On Feb 23, 2008, at 1:23 PM, Diego Novillo wrote:
On Fri, Feb 22, 2008 at 22:42, Maurizio Vitale
<maurizio.vitale@xxxxxxxxxxxxxxxxxxxxxx> wrote:
Is it safe to assume that GCC saves "callee-owned" registers
around a
function call that gets inlined?
Or does GCC look inside the expansion and determines what needs
to be
saved?
No. Once a function is inlined, the register allocator does not
really know that the inlined body comes from a different function.
For all it knows, the code comes from the same parent function. It's
the same effect as if you had inlined the function in a text editor
and compiled the result (well, except that the inliner keeps enough
debugging information around to inform the debugger about it).
Thanks.

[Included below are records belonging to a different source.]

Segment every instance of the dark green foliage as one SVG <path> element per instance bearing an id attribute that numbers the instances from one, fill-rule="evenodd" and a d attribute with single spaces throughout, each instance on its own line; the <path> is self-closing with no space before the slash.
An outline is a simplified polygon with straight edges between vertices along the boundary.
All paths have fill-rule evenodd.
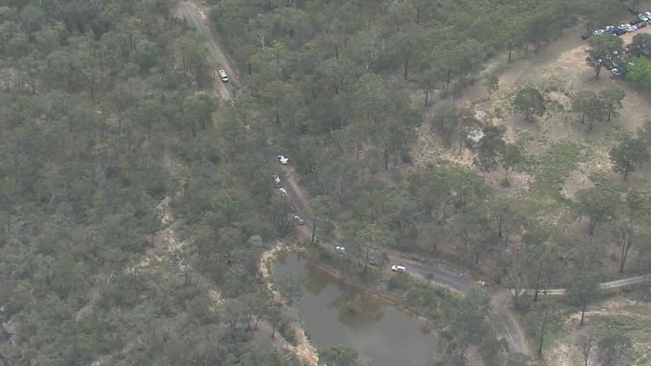
<path id="1" fill-rule="evenodd" d="M 260 137 L 222 148 L 176 2 L 25 4 L 0 3 L 0 363 L 294 364 L 247 331 L 271 172 Z"/>

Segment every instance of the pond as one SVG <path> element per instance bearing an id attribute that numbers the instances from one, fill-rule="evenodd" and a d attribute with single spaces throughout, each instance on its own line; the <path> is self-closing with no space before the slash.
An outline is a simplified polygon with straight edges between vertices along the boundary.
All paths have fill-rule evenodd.
<path id="1" fill-rule="evenodd" d="M 277 274 L 299 276 L 303 294 L 294 303 L 319 350 L 345 345 L 378 366 L 430 366 L 437 340 L 423 322 L 376 296 L 343 283 L 294 253 L 276 262 Z"/>

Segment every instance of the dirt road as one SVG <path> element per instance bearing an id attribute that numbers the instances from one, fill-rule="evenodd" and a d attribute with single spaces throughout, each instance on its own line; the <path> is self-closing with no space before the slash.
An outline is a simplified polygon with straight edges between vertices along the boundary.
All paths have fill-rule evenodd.
<path id="1" fill-rule="evenodd" d="M 219 78 L 216 78 L 215 87 L 217 92 L 224 100 L 233 99 L 236 89 L 234 84 L 237 83 L 237 74 L 210 30 L 208 23 L 207 9 L 201 9 L 192 3 L 182 1 L 178 3 L 178 15 L 187 20 L 188 23 L 203 37 L 210 61 L 214 64 L 212 74 L 214 75 L 215 71 L 223 69 L 229 76 L 228 83 L 222 83 Z"/>
<path id="2" fill-rule="evenodd" d="M 297 212 L 305 220 L 305 227 L 311 231 L 312 223 L 310 222 L 307 214 L 306 196 L 301 191 L 298 184 L 292 178 L 291 171 L 285 169 L 285 190 L 289 193 L 292 205 Z M 341 246 L 336 242 L 327 243 L 320 241 L 322 246 Z M 441 264 L 426 262 L 399 253 L 389 254 L 390 264 L 400 264 L 407 268 L 411 275 L 425 277 L 431 275 L 436 282 L 460 292 L 465 292 L 478 285 L 466 275 L 461 274 L 458 270 L 443 266 Z M 506 307 L 509 299 L 508 292 L 506 290 L 498 290 L 491 294 L 491 311 L 496 318 L 499 319 L 501 325 L 499 330 L 508 343 L 512 351 L 529 355 L 531 351 L 527 344 L 524 333 L 518 320 Z"/>

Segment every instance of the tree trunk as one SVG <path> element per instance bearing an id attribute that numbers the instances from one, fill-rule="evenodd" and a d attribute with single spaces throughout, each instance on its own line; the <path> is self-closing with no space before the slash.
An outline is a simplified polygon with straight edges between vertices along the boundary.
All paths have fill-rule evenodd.
<path id="1" fill-rule="evenodd" d="M 405 80 L 407 79 L 407 75 L 408 72 L 409 72 L 409 52 L 408 52 L 407 55 L 405 55 L 405 75 L 404 75 Z M 610 120 L 609 119 L 609 120 Z"/>
<path id="2" fill-rule="evenodd" d="M 533 302 L 538 302 L 538 294 L 540 292 L 539 286 L 540 281 L 540 275 L 542 273 L 542 268 L 538 267 L 538 273 L 536 274 L 536 282 L 534 285 Z"/>
<path id="3" fill-rule="evenodd" d="M 314 223 L 312 225 L 312 242 L 314 242 L 314 235 L 316 233 L 316 215 L 314 215 Z"/>
<path id="4" fill-rule="evenodd" d="M 632 230 L 632 229 L 630 229 L 630 230 Z M 628 257 L 628 251 L 631 249 L 631 245 L 633 244 L 631 232 L 629 232 L 627 236 L 626 240 L 622 246 L 622 259 L 619 263 L 619 273 L 620 274 L 624 273 L 624 266 L 626 264 L 626 257 Z"/>
<path id="5" fill-rule="evenodd" d="M 547 310 L 542 318 L 542 327 L 540 328 L 540 337 L 538 341 L 538 354 L 542 354 L 542 343 L 545 339 L 545 328 L 547 327 Z"/>

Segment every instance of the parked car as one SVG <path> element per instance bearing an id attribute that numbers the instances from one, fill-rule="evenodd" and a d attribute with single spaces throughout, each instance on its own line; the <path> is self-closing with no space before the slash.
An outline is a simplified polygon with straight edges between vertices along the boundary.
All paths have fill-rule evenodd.
<path id="1" fill-rule="evenodd" d="M 646 24 L 646 23 L 641 23 L 641 24 Z M 635 32 L 635 31 L 637 30 L 637 25 L 631 25 L 630 24 L 629 24 L 628 27 L 626 27 L 626 28 L 625 28 L 624 30 L 628 33 Z"/>
<path id="2" fill-rule="evenodd" d="M 217 73 L 219 74 L 219 79 L 221 79 L 222 81 L 225 83 L 229 81 L 229 77 L 226 75 L 225 71 L 220 70 Z"/>

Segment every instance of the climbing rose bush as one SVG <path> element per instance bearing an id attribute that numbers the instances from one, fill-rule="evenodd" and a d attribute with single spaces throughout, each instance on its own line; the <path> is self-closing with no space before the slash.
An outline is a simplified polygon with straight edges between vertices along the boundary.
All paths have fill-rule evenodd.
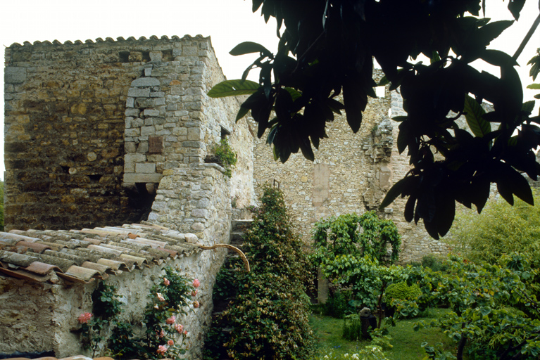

This confirms what I suspected, although I've never found it
spelled
out anywhere.
As a followup question (assuming I have a function that destroys all
registers
in ways the compiler cannot know about), is there documentation
(for each platform, although I'm interested in X86_64 only)
on the minimum set of registers that must be left available to GCC?
Putting all general purpose registers in the clobber set fails in
some cases, but
removing registers from the clobber set (and adding explicit saves
around the inlined asm)
until my tests pass doesn't seem very safe.